Declarative and procedural descriptions

From a traditional linguistic point of view, declarative descriptions of language are descriptions of the structures of language. In traditional terms, these are accounts of the paradigmatic and syntagmatic and realisational relations into which the units of language (texts, sentences, words, morphemes, phonemes, ...) enter.

From this linguistic point of view, procedural descriptions of language are descriptions of the procedures which define processes of analysis and generation of these structures from basic units.

From a formal, computational point of view, a declarative description is a description, e.g. a grammar, formalised in terms of an algebra such as formal language theory or automaton theory, propositional and predicate logic, or some other calculus.

From this formal point of view, the procedural element of a description consists of the rules of inference, by means of which more complex structures may be derived from simpler units, or simpler units can be composed into complex structures.

Since all theoretically interesting descriptions require both structures and rules of inference, it does not make too much sense to speak of "purely declarative" and "purely procedural" approaches. A maximally declarative or minimally procedural approach could be based on a logic with only one rule of inference, for example - typically modus ponens. On the same lines, a procedural approach may contain many more rules of inference. This distinction will be illustrated further below.

In computational linguistics, a theory of language consists primarily of a declarative component, in which structures are described by formal languages of various kinds, for which models are provided as mappings into computable abstract data structures.

The procedural component of a theory of language described by rules of inference, for which models are provided as mappings into algorithms.

In general, the abstract data structures are further modelled by specific data structures such as strings, lists, arrays in specific programming languages, and the algorithms are further modelled by procedures in these programming languages.
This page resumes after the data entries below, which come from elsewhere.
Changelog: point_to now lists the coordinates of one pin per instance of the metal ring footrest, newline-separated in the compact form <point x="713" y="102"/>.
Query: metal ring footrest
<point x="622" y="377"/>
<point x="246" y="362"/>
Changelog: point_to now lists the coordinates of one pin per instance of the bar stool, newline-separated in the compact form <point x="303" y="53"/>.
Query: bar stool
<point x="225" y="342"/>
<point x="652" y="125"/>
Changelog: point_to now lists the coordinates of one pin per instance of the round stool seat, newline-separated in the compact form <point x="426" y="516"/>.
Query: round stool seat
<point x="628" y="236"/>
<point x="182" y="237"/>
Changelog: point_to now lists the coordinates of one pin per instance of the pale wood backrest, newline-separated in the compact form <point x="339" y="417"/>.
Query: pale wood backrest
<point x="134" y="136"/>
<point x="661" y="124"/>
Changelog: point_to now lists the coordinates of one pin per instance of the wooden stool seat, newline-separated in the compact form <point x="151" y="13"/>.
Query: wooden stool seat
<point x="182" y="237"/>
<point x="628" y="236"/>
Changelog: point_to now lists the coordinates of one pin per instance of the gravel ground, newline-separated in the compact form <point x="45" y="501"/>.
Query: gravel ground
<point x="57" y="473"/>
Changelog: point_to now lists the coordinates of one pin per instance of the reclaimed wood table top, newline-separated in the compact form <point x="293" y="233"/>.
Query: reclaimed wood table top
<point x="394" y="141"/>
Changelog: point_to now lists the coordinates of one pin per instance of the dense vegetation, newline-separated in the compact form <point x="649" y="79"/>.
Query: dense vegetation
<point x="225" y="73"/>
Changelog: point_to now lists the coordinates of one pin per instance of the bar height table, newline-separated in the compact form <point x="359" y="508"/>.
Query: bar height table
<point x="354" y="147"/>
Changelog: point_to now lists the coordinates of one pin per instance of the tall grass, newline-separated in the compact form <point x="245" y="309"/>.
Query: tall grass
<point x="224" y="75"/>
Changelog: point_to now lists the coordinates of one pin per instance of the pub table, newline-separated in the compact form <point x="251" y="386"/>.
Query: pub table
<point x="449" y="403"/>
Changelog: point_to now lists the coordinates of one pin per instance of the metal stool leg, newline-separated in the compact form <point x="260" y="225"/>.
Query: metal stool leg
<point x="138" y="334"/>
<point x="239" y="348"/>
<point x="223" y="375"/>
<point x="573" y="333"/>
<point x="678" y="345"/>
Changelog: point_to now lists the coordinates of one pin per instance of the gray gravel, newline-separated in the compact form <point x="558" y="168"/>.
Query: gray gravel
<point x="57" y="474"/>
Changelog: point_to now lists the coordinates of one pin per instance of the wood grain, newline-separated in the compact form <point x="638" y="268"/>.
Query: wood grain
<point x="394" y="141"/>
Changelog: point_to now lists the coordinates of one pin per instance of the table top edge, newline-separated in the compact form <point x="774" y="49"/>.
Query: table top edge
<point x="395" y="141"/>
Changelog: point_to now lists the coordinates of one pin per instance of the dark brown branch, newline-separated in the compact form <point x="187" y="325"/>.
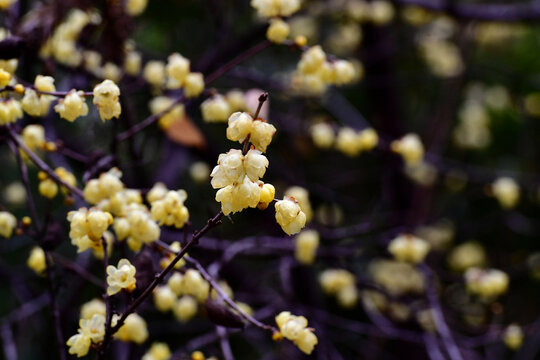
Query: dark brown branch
<point x="42" y="165"/>
<point x="216" y="220"/>
<point x="470" y="11"/>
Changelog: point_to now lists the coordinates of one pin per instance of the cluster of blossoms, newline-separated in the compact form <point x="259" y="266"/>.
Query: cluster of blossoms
<point x="409" y="248"/>
<point x="8" y="223"/>
<point x="92" y="329"/>
<point x="158" y="351"/>
<point x="294" y="328"/>
<point x="506" y="191"/>
<point x="175" y="74"/>
<point x="36" y="104"/>
<point x="132" y="220"/>
<point x="315" y="72"/>
<point x="488" y="283"/>
<point x="169" y="209"/>
<point x="513" y="337"/>
<point x="121" y="277"/>
<point x="87" y="228"/>
<point x="341" y="284"/>
<point x="237" y="175"/>
<point x="306" y="244"/>
<point x="36" y="261"/>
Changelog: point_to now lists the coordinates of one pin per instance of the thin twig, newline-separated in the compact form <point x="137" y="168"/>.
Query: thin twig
<point x="42" y="165"/>
<point x="108" y="310"/>
<point x="24" y="178"/>
<point x="216" y="220"/>
<point x="55" y="310"/>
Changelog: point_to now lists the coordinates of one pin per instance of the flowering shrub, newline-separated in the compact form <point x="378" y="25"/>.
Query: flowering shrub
<point x="268" y="179"/>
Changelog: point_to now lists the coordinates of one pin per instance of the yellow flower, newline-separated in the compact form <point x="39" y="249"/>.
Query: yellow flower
<point x="8" y="222"/>
<point x="506" y="191"/>
<point x="193" y="84"/>
<point x="79" y="345"/>
<point x="177" y="70"/>
<point x="106" y="98"/>
<point x="289" y="215"/>
<point x="94" y="327"/>
<point x="93" y="307"/>
<point x="278" y="31"/>
<point x="261" y="135"/>
<point x="164" y="298"/>
<point x="240" y="126"/>
<point x="158" y="351"/>
<point x="135" y="7"/>
<point x="36" y="261"/>
<point x="134" y="329"/>
<point x="306" y="244"/>
<point x="295" y="329"/>
<point x="121" y="277"/>
<point x="185" y="308"/>
<point x="87" y="227"/>
<point x="322" y="135"/>
<point x="489" y="283"/>
<point x="513" y="337"/>
<point x="171" y="210"/>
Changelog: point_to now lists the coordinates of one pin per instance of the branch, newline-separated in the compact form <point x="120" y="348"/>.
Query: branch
<point x="213" y="222"/>
<point x="499" y="12"/>
<point x="41" y="164"/>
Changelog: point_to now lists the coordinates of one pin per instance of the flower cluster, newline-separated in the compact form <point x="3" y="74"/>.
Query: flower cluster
<point x="237" y="177"/>
<point x="91" y="331"/>
<point x="8" y="222"/>
<point x="506" y="191"/>
<point x="136" y="225"/>
<point x="62" y="44"/>
<point x="34" y="103"/>
<point x="488" y="283"/>
<point x="341" y="284"/>
<point x="121" y="277"/>
<point x="158" y="351"/>
<point x="36" y="261"/>
<point x="409" y="248"/>
<point x="273" y="8"/>
<point x="87" y="227"/>
<point x="134" y="329"/>
<point x="106" y="99"/>
<point x="10" y="111"/>
<point x="306" y="244"/>
<point x="289" y="215"/>
<point x="295" y="328"/>
<point x="170" y="209"/>
<point x="72" y="106"/>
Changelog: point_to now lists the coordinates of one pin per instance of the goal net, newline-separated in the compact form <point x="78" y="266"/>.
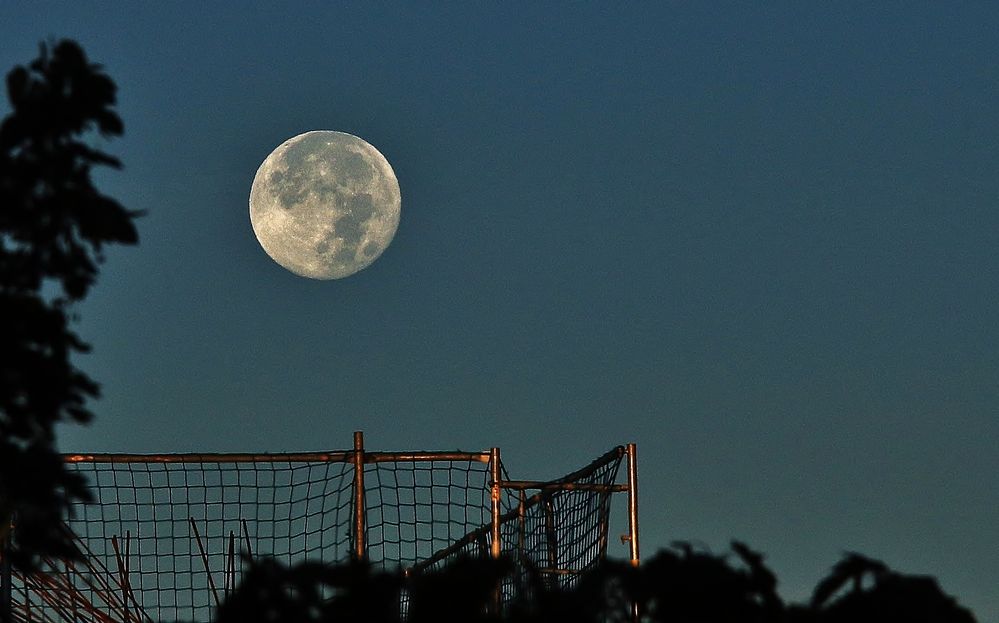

The main programming languages used in creating operational models in Computational Linguistics are typically:

LISP:

LISP is the second oldest programming language (after FORTRAN), invented around 1960, and still (in a number of dialects) a very widely used language in Computational Linguistics and in Artificial Intelligence. LISP is the language in which the famous Emacs text editor is written, and derivatives of Its dialect Scheme are the main languages used in the automatic formatting of hypertexts. LISP (LISt Processing language) is modelled on the mathematical theory of functions (in particular function application, lambda calculus), and has an extremely simple syntax in which programs and data are all modelled as lists (permitting ``child'' procedures/programs to be generated on the fly during the execution of a ``parent'' procedure).

Prolog:

Prolog (Programming in logic) was invented in the early 1970s specifically for dealing with the analysis of natural languages. The core of the language is based on three basic ideas:

1. The inference strategies of predicate logic.
2. The interpretation of predicates as relations (i.e. ``bidirectional'', unlike functions).
3. A relation of compatibility (term unification) between data structures.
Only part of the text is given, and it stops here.